When slicing our models for printing we use Simplify3D, but most of the settings we talk about will be available in any slicing software.
Orientation of the model on the print bed
STL files in hand it is now time to print you models. The first thing you have to do is make sure the model is facing the right direction. Most 3D printers have a higher resolution in the
y directions than they do in the
z direction. As a result, the models should be arranged so they are printed “edge on” ensuring you get the most resolution in the direction the model “pops out”.
The slicer settings
Here are a list of the settings we use for printing:
- Layer height: 0.1 mm gives the best results, 0.18 mm works well for prototyping
- First layer height: 150% of the layer height
- Top solid layers: 3
- Bottom solid layers: 2
- Outline/perimeter shells: 2
- Raft: No if using a heater print bed, Yes if not
- Infill: 10-15%
- Supports: No if printing with the top edge off
- Cooling: When using PLA we turn the fans to 100% on the 3rd layer
All other settings (e.g. temperature) are dependent on the material being used for printing.
Things to watch out for
Because of the way our code makes the models, sometimes there are “holes” in the model near the notches after slicing. A similar thing will happen around the letters when printing a name plate. Note: this only happens with some slicing software (such as Simplify3D) and not with others (our printer’s default program FlashPrint has no issues).

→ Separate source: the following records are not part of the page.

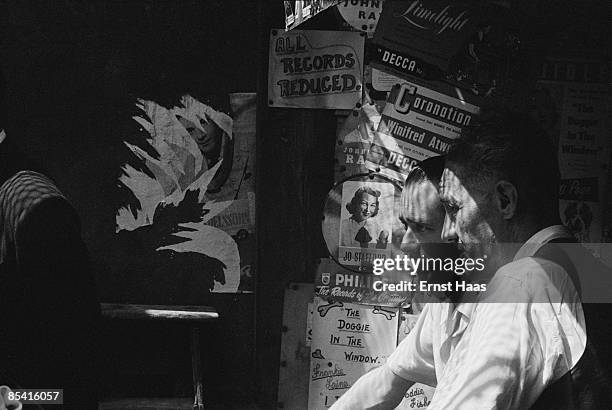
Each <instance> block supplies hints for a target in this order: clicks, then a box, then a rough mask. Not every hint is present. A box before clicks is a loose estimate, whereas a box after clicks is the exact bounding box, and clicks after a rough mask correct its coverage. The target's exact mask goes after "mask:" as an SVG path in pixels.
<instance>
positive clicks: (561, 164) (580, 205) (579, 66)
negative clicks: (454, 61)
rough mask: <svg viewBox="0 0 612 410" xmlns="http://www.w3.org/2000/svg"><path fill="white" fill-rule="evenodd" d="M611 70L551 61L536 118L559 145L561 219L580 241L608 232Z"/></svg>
mask: <svg viewBox="0 0 612 410" xmlns="http://www.w3.org/2000/svg"><path fill="white" fill-rule="evenodd" d="M607 70H608V67H607V66H606V65H605V64H602V63H600V62H598V61H587V60H562V59H550V60H547V61H546V62H544V63H543V64H542V66H541V69H540V79H539V80H538V92H537V94H536V107H535V108H536V114H537V115H538V118H539V120H540V123H541V125H542V127H543V128H544V129H548V130H553V135H552V137H553V138H554V139H555V140H556V141H558V145H559V151H558V152H559V170H560V172H561V184H560V192H559V194H560V195H559V199H560V201H559V208H560V209H559V211H560V215H561V219H562V221H563V223H564V224H565V225H567V226H568V227H569V228H570V229H571V230H572V232H573V233H574V235H575V236H576V238H577V239H579V240H580V241H581V242H591V243H597V242H602V233H603V230H604V227H603V224H604V223H603V219H604V215H603V206H602V202H603V201H604V200H605V198H603V195H602V194H603V193H604V192H605V191H606V184H607V177H608V175H607V171H606V170H607V169H608V162H609V155H610V141H609V136H610V131H609V130H610V125H611V122H610V108H609V107H610V104H609V102H610V92H609V89H608V88H609V87H608V86H607V84H606V81H607V78H608V74H607ZM593 251H594V252H595V253H597V252H598V250H597V249H593Z"/></svg>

This is easily fixed by separating connected surfaces before slicing.
Once separated, make sure all the models are selected (they should be by default) and run the slicing process again.
Send the sliced g-code to the printer
Once the slicing is done, transfer the resulting g-code to the printer and run it. In a few hours you model should be done. If your printer is reliable enough, you can slice/print multiple models at once.